Pidove

professor-scamander:

So I felt up to
doing a weekend post, and, while Pidove isn’t my favorite of the normal/flying
birds flitting around the Pokeverse, this piece of art spoke to me and gave me
a lot of interesting ideas for plot hooks.
As one of the few Pokemon that is explicitly urban, there’s something
remarkably unremarkable about Pidove.  Of
course, the Pokemon will sometimes forget what orders have been given and just
sit around waiting for commands, so they probably won’t be used as carrier
pidgeons anytime soon.  They’re a great
Pokemon to use as a backdrop for normal city scenes to provide that gentle
reminder to players that yes, they are in fact playing Pokemon and not just
outfitting laser swords to their arms using the latest cyborg technology.  

Pidove is the kind
of Pokemon that you’d never expect to have a stellar ability right off the bat,
but it gets one of the better ones in the game: Super Luck.  This, plus Night Slash and Air Cutter, turn
Pidove into a remarkably dangerous foe in the right hands.  It works best in the hands of a trainer using
brutal orders to expand that list even further, but having a 25% crit chance
without any sort of boost is pretty great too.

While Pidove are mostly ignored by trainers in cities due to their reputation as weak bird
Pokemon, there are always those few strange humans hanging around in parks who
are covered in about a hundred of the things because they bring bread with
them.  Nomalli is one of these people,
and she sits on the ledge of the Fountain of Azelf.  Few know the terrible secret hidden in the
fountain, and those who do know that Nomalli is not some simple homeless woman,
but a trainer of prodigious skill who has been tasked with guarding the
fountain for all eternity.  She is able
to command swarms of Pidove to defend the fountain from those who would seek to
unearth its dark secrets, and she hasn’t failed in over three hundred years.

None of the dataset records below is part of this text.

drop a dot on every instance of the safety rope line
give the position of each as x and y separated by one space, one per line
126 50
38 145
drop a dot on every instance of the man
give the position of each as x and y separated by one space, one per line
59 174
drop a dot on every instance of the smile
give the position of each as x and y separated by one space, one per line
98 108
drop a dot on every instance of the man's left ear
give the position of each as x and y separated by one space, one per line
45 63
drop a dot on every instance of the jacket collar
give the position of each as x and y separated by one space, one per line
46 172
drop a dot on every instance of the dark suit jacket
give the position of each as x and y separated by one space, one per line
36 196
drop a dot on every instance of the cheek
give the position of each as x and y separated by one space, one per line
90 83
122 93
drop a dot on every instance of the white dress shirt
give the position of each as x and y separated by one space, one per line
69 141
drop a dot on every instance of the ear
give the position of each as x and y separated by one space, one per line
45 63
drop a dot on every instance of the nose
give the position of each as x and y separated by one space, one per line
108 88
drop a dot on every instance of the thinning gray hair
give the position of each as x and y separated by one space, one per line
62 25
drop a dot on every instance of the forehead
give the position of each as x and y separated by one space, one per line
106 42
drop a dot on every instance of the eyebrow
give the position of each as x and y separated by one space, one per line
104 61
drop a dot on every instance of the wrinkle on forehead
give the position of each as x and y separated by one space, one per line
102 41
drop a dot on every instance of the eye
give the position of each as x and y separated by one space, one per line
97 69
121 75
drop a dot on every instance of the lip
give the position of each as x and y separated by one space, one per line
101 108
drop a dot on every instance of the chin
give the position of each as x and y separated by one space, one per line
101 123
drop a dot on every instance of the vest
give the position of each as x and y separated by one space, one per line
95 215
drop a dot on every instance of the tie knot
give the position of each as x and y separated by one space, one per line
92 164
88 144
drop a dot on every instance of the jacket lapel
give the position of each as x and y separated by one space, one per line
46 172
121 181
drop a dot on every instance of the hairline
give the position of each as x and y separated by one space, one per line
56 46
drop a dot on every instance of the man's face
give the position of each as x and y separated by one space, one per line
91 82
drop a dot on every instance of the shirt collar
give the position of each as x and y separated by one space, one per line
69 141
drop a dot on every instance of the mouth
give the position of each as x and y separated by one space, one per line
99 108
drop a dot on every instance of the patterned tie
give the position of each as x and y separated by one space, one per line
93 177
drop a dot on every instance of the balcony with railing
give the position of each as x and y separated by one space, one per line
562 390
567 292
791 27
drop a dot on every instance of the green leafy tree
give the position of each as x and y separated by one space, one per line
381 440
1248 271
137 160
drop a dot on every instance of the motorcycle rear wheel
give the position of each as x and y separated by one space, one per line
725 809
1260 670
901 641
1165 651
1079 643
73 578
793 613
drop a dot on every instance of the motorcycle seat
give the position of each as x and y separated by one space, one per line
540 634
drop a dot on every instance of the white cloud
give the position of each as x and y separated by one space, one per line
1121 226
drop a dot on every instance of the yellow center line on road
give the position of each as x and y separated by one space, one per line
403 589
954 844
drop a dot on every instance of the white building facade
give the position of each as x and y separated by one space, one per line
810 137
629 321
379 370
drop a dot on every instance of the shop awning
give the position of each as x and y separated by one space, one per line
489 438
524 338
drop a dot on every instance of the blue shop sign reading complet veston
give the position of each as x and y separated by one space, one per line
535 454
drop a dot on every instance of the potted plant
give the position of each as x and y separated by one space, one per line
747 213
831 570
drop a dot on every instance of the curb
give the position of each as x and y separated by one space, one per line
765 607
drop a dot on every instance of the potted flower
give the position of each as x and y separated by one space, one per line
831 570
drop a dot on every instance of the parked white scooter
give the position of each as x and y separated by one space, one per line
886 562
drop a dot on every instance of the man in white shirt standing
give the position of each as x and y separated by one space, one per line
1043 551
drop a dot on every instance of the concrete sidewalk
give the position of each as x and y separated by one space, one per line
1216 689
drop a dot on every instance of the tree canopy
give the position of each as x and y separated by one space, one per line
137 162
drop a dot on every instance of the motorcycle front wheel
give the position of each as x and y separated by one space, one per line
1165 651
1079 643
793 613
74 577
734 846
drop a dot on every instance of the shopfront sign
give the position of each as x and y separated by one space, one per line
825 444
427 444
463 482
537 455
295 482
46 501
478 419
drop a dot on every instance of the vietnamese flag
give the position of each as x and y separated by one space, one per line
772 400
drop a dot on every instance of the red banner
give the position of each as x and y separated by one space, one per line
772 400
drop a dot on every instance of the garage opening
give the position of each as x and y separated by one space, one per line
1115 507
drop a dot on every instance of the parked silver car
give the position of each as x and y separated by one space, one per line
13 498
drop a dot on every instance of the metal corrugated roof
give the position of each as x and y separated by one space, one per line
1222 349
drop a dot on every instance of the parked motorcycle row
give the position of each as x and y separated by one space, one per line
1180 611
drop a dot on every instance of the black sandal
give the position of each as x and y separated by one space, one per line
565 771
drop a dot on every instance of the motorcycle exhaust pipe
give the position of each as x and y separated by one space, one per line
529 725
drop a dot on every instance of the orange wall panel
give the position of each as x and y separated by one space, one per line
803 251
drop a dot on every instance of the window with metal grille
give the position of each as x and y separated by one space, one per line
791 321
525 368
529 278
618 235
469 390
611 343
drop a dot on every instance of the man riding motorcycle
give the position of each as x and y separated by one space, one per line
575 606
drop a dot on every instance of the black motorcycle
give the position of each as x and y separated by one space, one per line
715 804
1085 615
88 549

The PCs stumble across a Pidove lounging around in front of a restaurant and notice that it has a
note tied onto one of its legs.  The
Pokemon has obviously forgotten whom it was supposed to deliver the letter to,
so it offers its leg to a PC.  Of course,
where the strange map drawn on the paper leads to is anybody’s guess, and there
isn’t any indication of who the message was supposed to be delivered to.  It’s even more strange because Pidove
messengers stopped being used when telephones were invented ages ago … so why
would anybody both using one now?

A local church of Mew
serves as a sanctuary
for those who need protection from the corrupt lord
who rules the city.  They rescue Pokemon
and people that the lord’s police force would rather not be breathing any
longer and hide them in the church until things have settled.  One of the friars has the ability to see
through the eyes of Pokemon, and he uses the Pidove around the city to search
out these lost souls and rescue them.
After all, who would suspect a Pidove of harboring fugatives?